E, sim, estaria certo.
Mas é a verdade. Ela não estava lá e, de repente, estava. Reapareceu, entende, voltou a fazer parte da minha vida.
A princípio não entendi (sendo sincero agora: ainda não entendo) o que poderia querer de mim. A mulher achou que eu era algum tipo de tarado, pois um amigo policial pra me investigar, me enxotou de uma festa e agora…
Melhor falar do que ela queria, certo?
Acho que vale dizer que a curiosidade falou mais alto que o medo nesse caso. Ela quis, afinal, saber por quê eu tinha me interessado por ela, quem eu era, o que fazia e mais milhões de perguntas. Dessa vez, queria saber em primeira mão e não receber informações de terceiros.
Corro o risco de parecer pretensioso, mas acho que estava atraída por mim. E dessa vez, não veio disfarçada de homem como na festa. Tive até um pouco de dificuldade em reconhecê-la.
Alice foi a mulher mais complexa com que lidei e, é sério, não estava preparado pra lidar com ela.
Estava parada do lado de fora da fábrica, usando um vestidinho esvoaçante, solto do corpo, que a fazia parecer uma aparição (no bom sentido do termo)… seu cabelo louro, também solto, caía em cascata sobre os ombros e os óculos foram substituídos por lentes de contato. O batom foi o que mais me chamou atenção. Era vermelho e contrastava com o tom leitoso de sua pele.
Finalmente a Alice que eu esperava ser a dona da voz.
“Oi, Pedro.”
Foi tudo o que precisou dizer pra reconhecê-la.
“Oi, dona-encrenca.”- respondi, imaginando onde estaria Cléber.
“Paz, cara-pálida!

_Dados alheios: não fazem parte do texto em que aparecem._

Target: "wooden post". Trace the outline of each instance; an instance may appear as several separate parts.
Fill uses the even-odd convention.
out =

Não vim pra brigar. Só quero trocar idéias. Conversar um pouco. Saber quem é você, estranho.”
“Entendi. Pra depois fazer pouco de mim com seus amiguinhos burgueses. Tá bom. Vai esperando.”
“É sério, Pedro: missão de paz. Juro. Quero saber mais…“
Claro, eu estava fazendo charme, mas e aí? Você não faria? Afinal, eu também tinha ego, apesar de não ter dinheiro.
“Tudo bem. Vamos conversar.”
“Pra onde?”- ela perguntou, abrindo a porta do carro.
“Um lugar em que a gente possa falar… e que não seja caro.”